Nonetheless, even though the Congress of Berlin was seen as a success for the Ottomans, the loss of Cyprus reconfirmed their position as a state in decline.
First Balkan War
Just before the First World War, there was another lesser-known European war. In October 1912, the Balkan states of Bulgaria, Greece, Serbia, and Montenegro attempted to take even more Ottoman land in Central Europe. Although the Ottomans had a large productive population, most were Christians, who were seen to be untrustworthy regarding conscription. As a result, the Ottomans had a relatively small army to draw upon.
As a result, the First Balkan War turned out to be a resounding defeat for the Ottomans and led to them losing all of their Albanian and Macedonian territories. The effect of this is that it essentially extinguished the Ottoman flame, losing nearly all of its territory in Europe. It was so clear that the Ottoman state was in decline by this point that it was labeled as “the sick man of Europe.”
First World War
During the First World War, the Ottoman Empire initially declared a neutral position so that they could negotiate with both sides to secure the best possible deal. In the end, the Ottoman Empire struck a secret deal with Germany.
Ottoman forces were viewed as superior to the Allied forces, and they were able to emerge victorious in one of the significant campaigns of the war.
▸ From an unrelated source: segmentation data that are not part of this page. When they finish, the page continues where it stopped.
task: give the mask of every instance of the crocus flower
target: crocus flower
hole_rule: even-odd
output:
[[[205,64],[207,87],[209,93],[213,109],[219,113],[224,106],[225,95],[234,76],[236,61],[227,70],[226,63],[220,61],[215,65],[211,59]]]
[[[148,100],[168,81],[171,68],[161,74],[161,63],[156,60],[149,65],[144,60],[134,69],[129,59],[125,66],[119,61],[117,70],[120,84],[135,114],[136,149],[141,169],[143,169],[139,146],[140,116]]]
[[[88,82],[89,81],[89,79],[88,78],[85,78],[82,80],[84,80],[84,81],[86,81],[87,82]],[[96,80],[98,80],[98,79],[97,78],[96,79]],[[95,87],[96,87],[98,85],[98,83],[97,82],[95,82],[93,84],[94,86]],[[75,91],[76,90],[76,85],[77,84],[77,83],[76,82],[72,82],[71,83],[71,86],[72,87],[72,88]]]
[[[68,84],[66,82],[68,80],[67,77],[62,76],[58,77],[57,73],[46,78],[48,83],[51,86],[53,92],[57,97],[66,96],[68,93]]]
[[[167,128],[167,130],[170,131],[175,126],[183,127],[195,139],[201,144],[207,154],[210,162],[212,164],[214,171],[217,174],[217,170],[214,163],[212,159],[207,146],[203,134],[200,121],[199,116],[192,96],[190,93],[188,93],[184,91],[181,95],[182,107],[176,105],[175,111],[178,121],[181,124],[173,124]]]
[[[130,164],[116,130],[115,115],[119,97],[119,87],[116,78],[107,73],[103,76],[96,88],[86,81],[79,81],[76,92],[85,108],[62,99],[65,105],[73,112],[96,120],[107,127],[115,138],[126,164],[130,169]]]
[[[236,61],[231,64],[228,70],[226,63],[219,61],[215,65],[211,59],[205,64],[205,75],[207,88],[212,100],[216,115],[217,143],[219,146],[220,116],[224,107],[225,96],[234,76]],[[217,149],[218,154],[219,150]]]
However, their success was nonetheless immaterial as their allies capitulated in Europe, leading them to be treated as a defeated power, securing another unfavorable settlement and further pushing them into decline.
The Treaty of Sevres, signed in 1920, removed all territories from the Ottoman Empire not inhabited by Turkish peoples, reducing the Empire to a fraction of its former size.
Mustafa Kemal Ataturk
In reaction to the Treaty of Sevres, one outraged Turkish Ottoman, Mustafa Kemal Ataturk, revoked the citizenship of the signatories of the treaty, sparking the Turkish War of Independence. This movement sought to create a new Turkish state separate from the Ottoman Empire and remove British troops from their presence in Constantinople.
Ultimately, they were successful in their mission after an extended campaign of resistance.
In the Treaty of Lausanne, the National Assembly in Ankara was recognized as having sovereignty over Turkey by the international community, formally extinguishing the Ottoman Empire and founding a secular republic. On November 1st, 1922, the Ottoman Sultanate was abandoned, and Mehmed VI, the last Sultan, was sent into exile.
A direct line of Sultans that had lasted over 600 years, and at one point covered the entire Middle East, and a large chunk of Europe, finally came to an end.